前言:
文件上传用的已经很多,java web 大概用到如下
- Struts
- Spring MVC CommonsMultipartResolver
- Commons-fileupload
Struts/Spring MVC 实现都是基于Commons-fileupload,但背后的原理,大多数估计没有关注,最近阅读一些开源源码也发现,只有基础才是最重要的,万变不离其宗,在it领域不然会被漫天的新技术,冲昏了头,不知所措,下面开始。
HTTP:
- 表单form 类似
2. 用浏览器追踪表单提交,会发现如下
Accept:text/html,application/xhtml+xml,application/xml;q=0.9,image/webp,*/*;q=0.8
Content-Type:multipart/form-data; boundary=----WebKitFormBoundary4PCP0w0H0qxg16VB
Origin:http://localhost:8080
Referer:http://localhost:8080/sys/template/tem/create
Upgrade-Insecure-Requests:1
User-Agent:Mozilla/5.0 (Windows NT 6.1; WOW64) AppleWebKit/537.36 (KHTML, like Gecko) Chrome/46.0.2490.71 Safari/537.36
------WebKitFormBoundary4PCP0w0H0qxg16VB
Content-Disposition: form-data; name="id"
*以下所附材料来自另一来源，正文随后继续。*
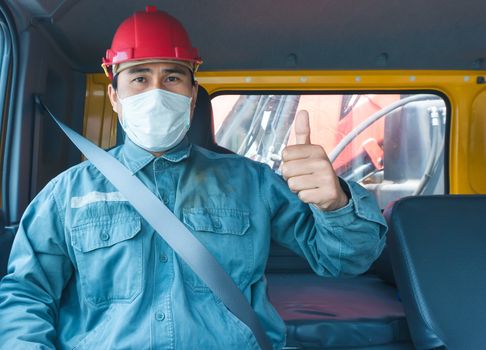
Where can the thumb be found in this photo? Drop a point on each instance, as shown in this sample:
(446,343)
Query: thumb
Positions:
(302,128)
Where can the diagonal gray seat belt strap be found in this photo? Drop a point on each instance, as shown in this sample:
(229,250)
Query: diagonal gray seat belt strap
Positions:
(171,229)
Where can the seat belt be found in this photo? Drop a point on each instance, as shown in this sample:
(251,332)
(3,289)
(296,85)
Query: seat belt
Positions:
(168,226)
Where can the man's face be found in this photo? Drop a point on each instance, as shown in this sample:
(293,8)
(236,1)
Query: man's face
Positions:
(144,77)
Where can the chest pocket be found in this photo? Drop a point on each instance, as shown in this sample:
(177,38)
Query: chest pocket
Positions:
(109,256)
(226,234)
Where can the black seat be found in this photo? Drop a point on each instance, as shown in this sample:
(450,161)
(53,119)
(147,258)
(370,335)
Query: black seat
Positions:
(6,240)
(201,131)
(438,250)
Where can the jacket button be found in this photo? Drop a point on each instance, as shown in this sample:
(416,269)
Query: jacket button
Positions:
(104,236)
(159,316)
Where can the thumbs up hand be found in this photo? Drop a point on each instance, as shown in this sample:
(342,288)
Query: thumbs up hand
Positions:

------WebKitFormBoundary4PCP0w0H0qxg16VB
Content-Disposition: form-data; name="name"
测试
------WebKitFormBoundary4PCP0w0H0qxg16VB
Content-Disposition: form-data; name="type"
INDEX
------WebKitFormBoundary4PCP0w0H0qxg16VB
Content-Disposition: form-data; name="layoutFile"; filename="confirm-btn.png"
Content-Type: image/png
------WebKitFormBoundary4PCP0w0H0qxg16VB
Content-Disposition: form-data; name="temFile"; filename="login.html"
Content-Type: text/html
------WebKitFormBoundary4PCP0w0H0qxg16VB--
重要部位红色已经标注,表单提交时http 头部的 Content-Type 会有一个boundary分隔符,分隔符会分割表单提交的每项内容(也就是每个input域),如是文件则Content-Disposition会出现一个filename,同时带上Content-Type描述文件类型,否则没有,大体的解析格式如下(为了显示观看,故意换行显示,实际上没有)
-----------分隔符\r\n
Content-Disposition: form-data; name="XX"\r\n
Content-Type: image/png\r\n
\r\n
具体内容
------------分隔符\r\n
Content-Disposition: form-data; name="XX"; filename="XX"\r\n
Content-Type: image/png\r\n
\r\n
具体内容
------------分隔符\r\n
Content-Disposition: form-data; name="XX"; filename="XX"\r\n
Content-Type: image/png\r\n
\r\n
具体内容
------------分隔符--\r\n
注:最后一行会多出--,例如---------------分隔符--\r\n,同时------------分隔符会比boundary=----分隔符 多--两个,总体可以理解以--boundary进行分割的
JAVA Servlet 实现:
@WebServlet(urlPatterns="/file/upload")
public class FileServlet extends HttpServlet{
private static final long serialVersionUID = 1L;
@Override
protected void doPost(HttpServletRequest request, HttpServletResponse response)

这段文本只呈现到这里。